Mano nella mano con Proust per scoprire la Belle Epoque

Vuoi immergerti nel mondo di Marcel Proust e della Belle Epoque? Basta andare a Cabourg, alla Villa du Temps Retrouvé. Un museo molto speciale per tornare indietro nel tempo e vivere per un attimo le atmosfere uniche di questo periodo storico-sociale-artistico-tecnologico-politico nato in Francia alla fine dell’Ottocento.

A differenza di ciò che immaginavo, La Villa du Temps Retrouvé non è un museo SU Proust, ma CON Proust. E’ come se Marcel ti accompagnasse per mano mostrandoti quadri, storie, oggetti, immagini e arredi che facevano parte del suo universo. E’ a Cabourg che scrisse i passaggi fondamentali del suo capolavoro, Alla Ricerca del Tempo Perduto, e questo museo aiuta davvero a vedere il mondo attraverso i suoi occhi.

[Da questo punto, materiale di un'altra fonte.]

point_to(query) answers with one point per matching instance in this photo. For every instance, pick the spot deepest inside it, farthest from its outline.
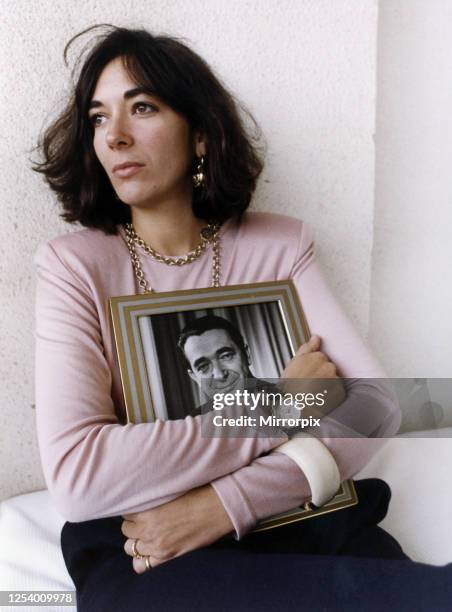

Appena entrata mi è stato chiesto il Green Pass. Non l’avevo mai usato e l’ho mostrato, lo confesso, con una certa emozione. Sono stata immediatamente avvolta dalle immagini proiettate nella prima sala, su schermi disposti a semicerchio che offrono un’esperienza visiva e uditiva totale.

La Villa du Temps Retrouvé si trova in pieno centro di Cabourg (Calvados), a pochi metri dal mare e dalla Promenade Marcel Proust, dove l’iconico scrittore e maestro del romanzo moderno di cui quest’anno ricorrono i 150 anni dalla nascita, passeggiava durante i suoi lunghi soggiorni sulla Costa Fiorita.

Realizzato nella Villa Bon Abri, un edificio neo-rinascimentale costruito nel 1860 dalla famiglia Parent, cui Proust era molto legato e che ha frequentato fino alla sua morte, il museo – inaugurato a marzo 2021 – raccoglie opere provenienti dal Musée des Beaux-Arts di Rouen, dal Musée d’Orsay e da altre collezioni private. Oltre a una piccola scultura di Rodin e a un quadro di David Hockney, nella Villa si trova anche un ritratto di Proust realizzato da Jacques-Émile Blanche, grande amico dello scrittore.

Non mancano gli effetti speciali…

Un vero e proprio salto nel passato in un percorso attraverso saloni, sale da gioco e ambienti decorati con quadri di artisti amati da Proust, come “La convalescente” di Adolphe Gustave Binet, artista della scuola normanna durante l’Impressionismo.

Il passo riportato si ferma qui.